The Getty Villa, a reproduction of a first century Roman villa, houses the Getty collection of Greek, Roman and Etruscan art. There is also a research institute and a conservation institute on the site. Admission is free, but you need a ticket, and cars pay $8.00 for parking. I'd assumed that the ticketing process regulated the flow of people into the villa, but my being a half hour late didn't seem to make a difference. I'm not sure they really looked at our tickets.

Those of us who arrived on foot where shuttled from the entrance up the hill to the villa. It's on a magnificent site, perched on a hill high above the ocean. The villa itself is extensive, with an entry atrium and an inner peristyle (garden and pool) surrounded on all four sides by two story galleries. The outer peristyle features a very long pool, statuary and landscaping. In addition to the villa, there's an entry pavilion, a cafe, a store, an outdoor theater and an indoor auditorium. The whole site is beautifully planted with varieties native to the ancient Mediterranean world.

I felt like I'd entered a high-brow version of Disneyland. Don't get me wrong, it's a fantastic place and well worth the visit. It's very well staffed, efficiently and pleasantly run and spotlessly clean. And it's free. Even the food in the cafe was fairly priced. There's a separate section for school buses and picnic tables for students to eat the lunches they've brought with them. I enjoyed an elegant lunch in the cafe: brusccheta mista and a glass of white wine. However, the wine was not good for my concentration while viewing the rest of the exhibit.

The ancient art collection is beautifully displayed with plenty of descriptive labeling and there are orientation films and tours. The gardens are perfect. Maybe that perfection is the reason it all seems a bit sterile. As one critic wrote, you expect to see Roman architecture in ruins, not all new and pristine.

One temporary exhibit touched on this issue. We admire Roman and Greek sculpture for its purity. The bare stone allows us to see the subtleties of surface modeling, and admire the skill of the sculptor in realizing living flesh from cold marble. In ancient times, many or most of these sculptures were painted in realistic colors. Reproductions in the temporary exhibit demonstrated the sometimes garish effect. We have not been acculturated to this aesthetic. I think the same disjoint was influencing my feelings about the villa as a whole. Some weathering, visible repairs, a few crumbling bits and maybe even some noise and smells would make the place more alive, more "picturesque".

Anyway, don't avoid the place on this account. A visit is emphatically worth the effort.

My second visit of the day to the house of designer Charles Eames and his wife, Ray, was a completely opposite experience. First of all, I approached the house by a steep climb up a heavily trafficked road with no sidewalks, nothing like the smooth shuttle up the hill to the villa. I was the only visitor for a self-guided, exterior only tour. One staff member of the Eames Foundation was in the office. She greeted me in a friendly and informal way, and opened doors so that I could see into (but not walk into) the house.

The house, built in 1949, consists of two cubes, mostly glass, nestled into a hillside.
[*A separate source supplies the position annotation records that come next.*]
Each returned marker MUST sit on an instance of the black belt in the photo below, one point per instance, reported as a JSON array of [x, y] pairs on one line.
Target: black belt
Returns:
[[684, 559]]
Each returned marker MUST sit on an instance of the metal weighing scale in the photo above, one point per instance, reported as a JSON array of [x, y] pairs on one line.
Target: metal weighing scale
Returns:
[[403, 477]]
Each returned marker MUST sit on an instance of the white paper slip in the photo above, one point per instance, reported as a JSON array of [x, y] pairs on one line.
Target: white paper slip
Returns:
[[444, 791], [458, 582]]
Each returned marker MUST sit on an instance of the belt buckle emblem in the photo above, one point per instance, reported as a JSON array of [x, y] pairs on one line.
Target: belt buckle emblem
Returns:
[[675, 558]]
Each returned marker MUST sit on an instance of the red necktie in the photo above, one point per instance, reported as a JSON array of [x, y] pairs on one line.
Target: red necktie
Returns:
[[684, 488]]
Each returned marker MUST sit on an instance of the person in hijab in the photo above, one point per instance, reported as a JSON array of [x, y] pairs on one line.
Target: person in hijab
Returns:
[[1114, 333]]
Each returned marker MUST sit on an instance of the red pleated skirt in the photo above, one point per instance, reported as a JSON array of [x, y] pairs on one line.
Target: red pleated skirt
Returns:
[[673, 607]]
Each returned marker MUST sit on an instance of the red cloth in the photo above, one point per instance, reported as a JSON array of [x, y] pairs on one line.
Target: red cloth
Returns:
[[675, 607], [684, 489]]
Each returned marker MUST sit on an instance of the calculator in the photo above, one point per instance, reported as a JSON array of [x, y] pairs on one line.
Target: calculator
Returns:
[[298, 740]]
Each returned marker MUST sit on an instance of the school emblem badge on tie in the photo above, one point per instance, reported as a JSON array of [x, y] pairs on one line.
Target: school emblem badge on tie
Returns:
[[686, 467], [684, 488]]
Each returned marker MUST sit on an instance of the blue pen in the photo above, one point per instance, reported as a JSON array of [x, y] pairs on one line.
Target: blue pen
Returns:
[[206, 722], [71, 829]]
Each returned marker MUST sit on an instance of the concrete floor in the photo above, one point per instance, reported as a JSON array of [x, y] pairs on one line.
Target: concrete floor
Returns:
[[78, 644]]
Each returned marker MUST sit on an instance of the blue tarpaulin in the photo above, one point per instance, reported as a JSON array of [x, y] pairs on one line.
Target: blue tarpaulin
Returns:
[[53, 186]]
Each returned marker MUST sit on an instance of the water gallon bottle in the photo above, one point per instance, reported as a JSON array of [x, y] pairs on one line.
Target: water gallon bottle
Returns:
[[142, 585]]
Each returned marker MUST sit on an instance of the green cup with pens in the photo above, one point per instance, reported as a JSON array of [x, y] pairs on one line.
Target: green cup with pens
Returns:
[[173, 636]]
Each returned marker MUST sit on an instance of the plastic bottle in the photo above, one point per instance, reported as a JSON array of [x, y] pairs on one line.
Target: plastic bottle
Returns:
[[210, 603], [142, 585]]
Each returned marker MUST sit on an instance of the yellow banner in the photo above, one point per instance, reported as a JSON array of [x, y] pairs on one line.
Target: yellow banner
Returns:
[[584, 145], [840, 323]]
The larger cube housed the living quarters, the smaller cube was the office. The interior is furnished with Eames' simple contemporary furniture and cluttered with interesting objects arranged here and there: a collection of glass candlesticks, a stack of tea cups and saucers, curious objects artfully arranged on a low table, lots of books, worn furniture, and many, many potted plants, still watered and maintained. In fact, the house was a little dirty and looked like the residents were not expecting company and had just stepped out for a moment.

The only "landscaping" outside the house was a huge collection of potted plants arranged in the two patios and along the path on the up-hill side of the house. Very 1950s. Otherwise, the yard was left wild, primarily meadow grass under old eucalyptus trees, and a big patch of orange nasturtiums.

A Santa Monica Big Blue Bus took me to Wilshire Boulevard and it was a LONG ride starting from from within sight of the ocean into central L.A. Fortunately I had a seat all the way. Passing Pershing Square, I heard police helicopters overhead and saw security people in bright purple t-shirts, walking bicycles. A few blocks further, and we encountered a rank of riot police with bullet-proof helmets and vests and big weapons. I think they were still on duty following the May Day labor and immigration demonstration, though most of the people had dispersed.

It was the kind of day where I felt hot in the sun, but needed a sweater in the shade.